There is broad consensus in Congress and at think tanks in the United States that we are in strategic competition with China. Bad Japan-Korea relations only reinforce the conceit in Beijing that democracies will not stick together to protect the norms and values that we all view as critical to peace and stability in Asia. Moreover, the growing divergence between Tokyo and Seoul will inevitably contribute to growing tension in the U.S.-Korea alliance and therefore serves those in Beijing who want to see the post-war alliance system in Asia break apart to make more room for Chinese hegemony in the region. Many in Washington worry that Beijing sees Seoul as an easy target compared with Japan or Australia. Coming so soon after the Chinese boycott of the U.S.-led Terminal High Altitude Area Defense (Thaad) anti-missile system, the current fight with Japan will be seen as further evidence in Beijing that there are no strategic consequences for punishing Korea. When you fail to work with like-minded partners to deter a bully, you only encourage the bully.

This is not to say that the United States is looking for Korea to be a partner in “containing” China — even Japan will not do that, let alone Australia. But as McMaster urged, Korea needs to be strategically competent and avoid playing into the geopolitical game plan of Beijing and Pyongyang.

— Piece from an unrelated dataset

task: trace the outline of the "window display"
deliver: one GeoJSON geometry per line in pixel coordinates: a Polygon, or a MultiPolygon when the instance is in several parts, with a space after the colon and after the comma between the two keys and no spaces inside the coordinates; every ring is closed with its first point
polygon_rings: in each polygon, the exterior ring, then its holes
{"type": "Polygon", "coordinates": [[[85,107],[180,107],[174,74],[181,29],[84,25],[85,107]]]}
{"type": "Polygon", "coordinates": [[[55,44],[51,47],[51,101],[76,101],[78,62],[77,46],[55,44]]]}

Japan is not off-the-hook. As I noted in a public conference last week with Japanese politicians and scholars in Washington at CSIS, Japanese thought leaders should continuously strive for reconciliation with Korea even if political resolution of the history issue seems elusive. Indeed, most observers would say Korea enjoys the moral high ground as the victim of Japanese imperialism. But the hard reality for the Moon government is that Seoul does not enjoy the political high ground in the current impasse with Japan. From Australia to Singapore, most governments in Asia see Japan-Korea relations deteriorating primarily because of developments within South Korea. And like the United States, many of these same governments are quietly concerned about the impact on their own security at a critical juncture in the entire region’s relations with both China and North Korea.